In 2003, the National Library of Australia published an expanded edition of Wright’s collection titled Birds. Most of these poems were written in the 1950s when she was living on Mt Tamborine. McKinney, Wright’s daughter, writes that they were written at “a precious and dearly-won time of warmth and bounty to counterbalance at last what felt, in contrast, the chilly dearth and difficulty of her earlier years”. McKinney goes on to say that “many of these poems have a newly relaxed, almost conversational tone and rhythm, an often humorous ease and an intimacy of voice that surely reflects the new intimacies and joys of her life”. Despite the joy reflected in the poems, however, they also acknowledge “the experiences of cruelty, pain and death that are inseparable from the lives of birds as of humans … and [turn] a sorrowing a clear-sighted gaze on the terrible damage we have done and continue to do to our world, even as we love it”.

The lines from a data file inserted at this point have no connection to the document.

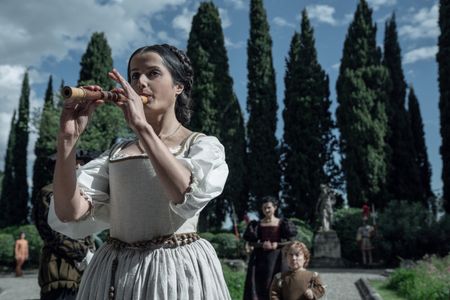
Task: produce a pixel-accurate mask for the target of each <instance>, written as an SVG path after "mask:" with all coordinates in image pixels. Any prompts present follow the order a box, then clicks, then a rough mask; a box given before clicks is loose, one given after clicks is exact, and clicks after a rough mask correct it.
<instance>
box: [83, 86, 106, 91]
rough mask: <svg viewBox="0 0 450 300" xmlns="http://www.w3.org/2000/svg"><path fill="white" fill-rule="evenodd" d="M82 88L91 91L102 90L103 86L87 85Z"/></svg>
mask: <svg viewBox="0 0 450 300" xmlns="http://www.w3.org/2000/svg"><path fill="white" fill-rule="evenodd" d="M82 88H83V89H86V90H90V91H101V90H102V87H101V86H99V85H85V86H82Z"/></svg>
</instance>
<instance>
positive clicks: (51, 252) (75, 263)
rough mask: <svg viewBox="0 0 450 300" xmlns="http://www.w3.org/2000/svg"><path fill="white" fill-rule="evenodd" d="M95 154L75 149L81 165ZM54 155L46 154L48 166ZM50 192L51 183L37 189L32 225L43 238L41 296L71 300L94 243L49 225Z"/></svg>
mask: <svg viewBox="0 0 450 300" xmlns="http://www.w3.org/2000/svg"><path fill="white" fill-rule="evenodd" d="M97 155H98V153H97V152H95V151H82V150H79V151H77V152H76V159H77V165H79V166H82V165H84V164H86V163H88V162H89V161H90V160H91V159H92V158H94V157H96V156H97ZM54 159H55V156H54V155H53V156H51V157H49V161H48V163H49V164H50V166H51V167H53V166H54ZM52 195H53V187H52V184H49V185H46V186H44V187H43V188H42V189H41V190H40V191H39V194H38V195H37V198H36V199H37V201H36V204H35V205H34V207H33V216H34V220H35V226H36V228H37V230H38V232H39V235H40V236H41V238H42V240H43V241H44V245H43V247H42V250H41V255H40V263H39V273H38V284H39V286H40V288H41V293H40V294H41V298H40V299H41V300H63V299H64V300H74V299H75V298H76V296H77V292H78V287H79V285H80V282H81V276H82V275H83V271H84V269H85V267H86V266H87V264H88V262H89V260H90V258H91V257H92V254H93V252H94V250H95V245H94V242H93V239H92V237H91V236H88V237H86V238H84V239H71V238H69V237H67V236H65V235H63V234H61V233H59V232H56V231H54V230H52V229H51V228H50V226H49V225H48V223H47V216H48V210H49V204H50V201H51V198H52Z"/></svg>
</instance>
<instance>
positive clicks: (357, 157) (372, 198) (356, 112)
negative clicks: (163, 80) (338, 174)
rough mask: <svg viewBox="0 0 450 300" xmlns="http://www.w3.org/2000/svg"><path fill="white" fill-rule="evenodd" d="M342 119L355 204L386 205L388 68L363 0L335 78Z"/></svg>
mask: <svg viewBox="0 0 450 300" xmlns="http://www.w3.org/2000/svg"><path fill="white" fill-rule="evenodd" d="M336 90H337V100H338V103H339V106H338V108H337V112H336V115H337V124H338V127H339V129H340V133H341V134H340V149H341V154H342V157H343V159H342V167H343V171H344V176H345V180H346V188H347V198H348V203H349V205H350V206H356V207H360V206H361V205H362V204H363V203H364V200H366V199H367V200H369V201H370V202H371V203H374V204H375V206H376V207H378V208H382V207H384V205H385V201H386V197H385V178H386V175H387V165H386V150H387V146H386V143H385V140H386V135H387V130H388V124H387V122H388V121H387V116H386V108H385V105H386V101H387V99H388V94H389V91H390V84H389V72H388V70H387V69H386V68H385V67H384V66H382V65H381V50H380V49H379V48H378V47H377V46H376V26H375V25H374V24H372V10H371V9H370V8H369V7H368V5H367V2H366V1H365V0H360V2H359V4H358V7H357V9H356V12H355V15H354V18H353V21H352V23H351V24H350V27H349V29H348V32H347V36H346V40H345V42H344V50H343V55H342V60H341V65H340V70H339V77H338V80H337V82H336Z"/></svg>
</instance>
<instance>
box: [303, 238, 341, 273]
mask: <svg viewBox="0 0 450 300" xmlns="http://www.w3.org/2000/svg"><path fill="white" fill-rule="evenodd" d="M343 266H344V262H343V260H342V258H341V242H340V241H339V238H338V236H337V234H336V231H334V230H329V231H319V232H317V233H316V235H315V237H314V245H313V257H312V258H311V267H315V268H337V267H343Z"/></svg>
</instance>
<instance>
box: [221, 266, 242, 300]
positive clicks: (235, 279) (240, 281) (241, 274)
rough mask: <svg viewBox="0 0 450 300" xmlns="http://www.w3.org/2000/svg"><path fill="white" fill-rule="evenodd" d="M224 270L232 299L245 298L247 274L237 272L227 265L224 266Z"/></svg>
mask: <svg viewBox="0 0 450 300" xmlns="http://www.w3.org/2000/svg"><path fill="white" fill-rule="evenodd" d="M222 268H223V275H224V277H225V282H226V283H227V286H228V290H229V291H230V296H231V299H233V300H241V299H242V298H243V296H244V283H245V272H244V271H236V270H234V269H232V268H230V267H229V266H227V265H226V264H222Z"/></svg>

Wright was well known for her campaigning in support of the conservation of the Great Barrier Reef and Fraser Island, becoming one of the founding members of the Wildlife Preservation Society of Queensland.

She was also an impassioned advocate for the Aboriginal land rights movement. Tom Shapcott, reviewing With Love and Fury, her posthumous collection of selected letters published in 2007, comments that her letter on this topic to the Australian Prime Minister John Howard was “almost brutal in its scorn”. Shortly before her death, she attended a march in Canberra for reconciliation between non-indigenous Australians and the Aboriginal people.

Judith Wright died in Canberra on 26 June 2000, aged 85.